Economists suggest that a government shutdown may have moderate short-term impacts on economic growth due to reduced federal spending. However, they argue that it could lead to greater growth once the shutdown ends, potentially benefiting the Biden administration as the 2024 presidential election approaches. From a political standpoint, a shutdown may work in the White House’s favor, as the blame will likely fall on the GOP, given their internal division on the spending bill.
Despite the potential political advantage, a government shutdown could create uncertainty and negatively impact the country. It could lead to the closure of national parks and the loss of vital economic data produced by federal agencies. While the White House is not ignoring the possibility of a shutdown, the responsibility primarily lies with Congress to pass a spending bill. However, the administration is expected to be more engaged as the deadline approaches.
The current deadlock in Congress stems from House Republicans failing to adhere to a debt ceiling agreement reached in June. The agreement set spending levels for the next fiscal year, but some GOP members are pushing for even deeper cuts to federal agencies. If the House manages to pass a temporary bill to fund the government past the deadline, negotiations with the Senate and the White House can begin.
Compared to breaching the debt ceiling, a government shutdown may have less severe economic consequences. If the debt limit was not raised, the U.S. Treasury Department would be unable to borrow money to fulfill its financial obligations, including payments to government services and debt holders. This could have led to job losses, a decline in household wealth, and potentially a global financial crisis. In contrast, a government shutdown would involve the suspension of payments for federal agencies, but preexisting plans and provisions would ensure that essential services continue.
In the past, government shutdowns have had limited impact on the broader U.S. economy. The Congressional Budget Office found that a 35-day shutdown during the Trump administration resulted in a decrease in economic output by around $3 billion. However, federal workers who missed paychecks and contractors who did not receive backpay were particularly affected. Therefore, while a shutdown may cause temporary disruptions, the persistent economic effects are small and difficult to discern from the data.
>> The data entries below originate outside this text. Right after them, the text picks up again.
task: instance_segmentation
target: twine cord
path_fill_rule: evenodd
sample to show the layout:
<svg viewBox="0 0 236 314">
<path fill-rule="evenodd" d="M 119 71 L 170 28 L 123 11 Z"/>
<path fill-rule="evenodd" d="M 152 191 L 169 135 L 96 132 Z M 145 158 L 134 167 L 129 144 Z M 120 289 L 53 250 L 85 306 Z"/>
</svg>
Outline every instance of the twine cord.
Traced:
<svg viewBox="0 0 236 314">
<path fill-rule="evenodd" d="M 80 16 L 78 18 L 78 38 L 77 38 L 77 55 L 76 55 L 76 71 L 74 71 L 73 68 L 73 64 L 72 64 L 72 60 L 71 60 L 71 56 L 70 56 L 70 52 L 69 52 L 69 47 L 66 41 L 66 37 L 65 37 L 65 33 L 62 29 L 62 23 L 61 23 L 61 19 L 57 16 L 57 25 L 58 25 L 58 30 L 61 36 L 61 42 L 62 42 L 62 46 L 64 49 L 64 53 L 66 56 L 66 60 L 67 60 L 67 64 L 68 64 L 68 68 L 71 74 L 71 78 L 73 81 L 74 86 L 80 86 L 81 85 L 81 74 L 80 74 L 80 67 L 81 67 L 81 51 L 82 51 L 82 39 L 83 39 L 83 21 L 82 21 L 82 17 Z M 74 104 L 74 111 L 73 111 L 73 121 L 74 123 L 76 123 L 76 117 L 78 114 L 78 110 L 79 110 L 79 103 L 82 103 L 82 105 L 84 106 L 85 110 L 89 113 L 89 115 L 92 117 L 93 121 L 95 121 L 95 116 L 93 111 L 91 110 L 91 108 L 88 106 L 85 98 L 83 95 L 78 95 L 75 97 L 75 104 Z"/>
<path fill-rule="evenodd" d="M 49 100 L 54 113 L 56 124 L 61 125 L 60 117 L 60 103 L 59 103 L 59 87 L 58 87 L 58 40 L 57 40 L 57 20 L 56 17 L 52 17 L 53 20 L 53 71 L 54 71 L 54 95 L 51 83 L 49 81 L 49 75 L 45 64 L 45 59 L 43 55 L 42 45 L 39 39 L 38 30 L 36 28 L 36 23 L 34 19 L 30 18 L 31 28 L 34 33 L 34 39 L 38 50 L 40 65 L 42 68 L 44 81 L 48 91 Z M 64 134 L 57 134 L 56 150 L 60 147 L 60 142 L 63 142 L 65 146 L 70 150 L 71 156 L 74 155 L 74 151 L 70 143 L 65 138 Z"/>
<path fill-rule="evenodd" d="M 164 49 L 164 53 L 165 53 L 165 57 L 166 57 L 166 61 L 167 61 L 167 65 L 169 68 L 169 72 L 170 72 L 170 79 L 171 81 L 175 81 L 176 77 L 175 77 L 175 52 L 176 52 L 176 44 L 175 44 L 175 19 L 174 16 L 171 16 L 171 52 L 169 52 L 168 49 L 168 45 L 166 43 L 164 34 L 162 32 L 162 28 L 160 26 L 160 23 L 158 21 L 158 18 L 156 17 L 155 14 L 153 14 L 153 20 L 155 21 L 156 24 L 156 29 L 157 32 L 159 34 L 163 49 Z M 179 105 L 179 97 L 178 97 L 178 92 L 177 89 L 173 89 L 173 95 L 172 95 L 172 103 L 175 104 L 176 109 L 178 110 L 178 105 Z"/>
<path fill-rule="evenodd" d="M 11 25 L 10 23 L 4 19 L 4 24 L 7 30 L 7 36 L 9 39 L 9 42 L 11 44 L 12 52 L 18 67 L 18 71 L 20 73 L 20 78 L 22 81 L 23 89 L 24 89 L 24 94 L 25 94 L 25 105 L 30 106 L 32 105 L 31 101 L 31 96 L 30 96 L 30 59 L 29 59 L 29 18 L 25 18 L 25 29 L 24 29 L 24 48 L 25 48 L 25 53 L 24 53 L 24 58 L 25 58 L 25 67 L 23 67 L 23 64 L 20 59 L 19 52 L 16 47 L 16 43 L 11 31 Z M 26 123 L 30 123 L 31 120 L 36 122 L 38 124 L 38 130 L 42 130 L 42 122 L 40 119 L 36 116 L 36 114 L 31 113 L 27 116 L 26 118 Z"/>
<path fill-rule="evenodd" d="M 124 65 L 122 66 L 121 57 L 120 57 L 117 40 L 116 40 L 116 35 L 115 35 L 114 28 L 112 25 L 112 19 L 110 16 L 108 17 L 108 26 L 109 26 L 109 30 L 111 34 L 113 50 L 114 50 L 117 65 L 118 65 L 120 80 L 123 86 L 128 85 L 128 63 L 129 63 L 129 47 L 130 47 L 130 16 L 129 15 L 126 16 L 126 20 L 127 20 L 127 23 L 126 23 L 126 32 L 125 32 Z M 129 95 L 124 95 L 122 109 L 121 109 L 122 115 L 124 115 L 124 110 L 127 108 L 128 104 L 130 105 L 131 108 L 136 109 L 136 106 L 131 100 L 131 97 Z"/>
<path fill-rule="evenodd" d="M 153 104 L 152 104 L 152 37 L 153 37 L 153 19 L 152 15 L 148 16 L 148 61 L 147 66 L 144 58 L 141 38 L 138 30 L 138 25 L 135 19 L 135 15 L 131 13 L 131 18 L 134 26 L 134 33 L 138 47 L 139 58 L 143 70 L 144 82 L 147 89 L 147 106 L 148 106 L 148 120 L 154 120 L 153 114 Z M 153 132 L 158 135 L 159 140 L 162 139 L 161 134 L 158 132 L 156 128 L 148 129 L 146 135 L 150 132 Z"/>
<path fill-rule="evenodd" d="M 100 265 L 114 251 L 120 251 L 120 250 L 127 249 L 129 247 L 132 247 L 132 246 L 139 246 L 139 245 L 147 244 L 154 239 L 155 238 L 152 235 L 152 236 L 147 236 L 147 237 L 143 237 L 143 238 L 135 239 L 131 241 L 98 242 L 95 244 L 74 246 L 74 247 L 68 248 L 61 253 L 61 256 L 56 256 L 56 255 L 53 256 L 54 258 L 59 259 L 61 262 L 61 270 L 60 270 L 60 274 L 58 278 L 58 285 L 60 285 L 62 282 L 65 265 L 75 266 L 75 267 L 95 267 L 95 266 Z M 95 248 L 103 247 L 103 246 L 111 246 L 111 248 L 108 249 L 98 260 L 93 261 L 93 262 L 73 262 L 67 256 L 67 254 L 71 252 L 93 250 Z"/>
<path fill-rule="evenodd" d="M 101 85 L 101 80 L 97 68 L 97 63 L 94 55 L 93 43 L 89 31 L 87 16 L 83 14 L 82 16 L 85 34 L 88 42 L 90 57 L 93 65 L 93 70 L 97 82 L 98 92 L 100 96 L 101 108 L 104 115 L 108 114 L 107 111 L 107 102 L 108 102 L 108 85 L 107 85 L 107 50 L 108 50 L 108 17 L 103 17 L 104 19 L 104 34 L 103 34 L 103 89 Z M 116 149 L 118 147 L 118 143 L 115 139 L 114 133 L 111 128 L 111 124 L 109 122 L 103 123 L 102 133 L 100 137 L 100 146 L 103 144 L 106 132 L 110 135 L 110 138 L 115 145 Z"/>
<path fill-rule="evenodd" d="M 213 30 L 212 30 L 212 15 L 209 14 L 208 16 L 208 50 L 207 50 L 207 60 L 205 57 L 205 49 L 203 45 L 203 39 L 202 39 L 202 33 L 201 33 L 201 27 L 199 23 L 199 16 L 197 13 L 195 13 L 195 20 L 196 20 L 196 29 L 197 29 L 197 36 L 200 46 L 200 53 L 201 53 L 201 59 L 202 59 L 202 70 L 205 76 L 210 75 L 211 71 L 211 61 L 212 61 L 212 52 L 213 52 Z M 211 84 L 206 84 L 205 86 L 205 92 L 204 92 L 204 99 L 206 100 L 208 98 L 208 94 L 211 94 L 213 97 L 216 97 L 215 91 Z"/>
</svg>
Ultimately, the possibility of a government shutdown looms as Congress grapples with partisan divisions. While the White House may see political advantages in placing the blame on the GOP, a shutdown could create uncertainty and have localized impacts across the country. As the deadline approaches, negotiations between congressional leaders and the White House will be critical to avoid a shutdown and ensure the smooth operation of the federal government.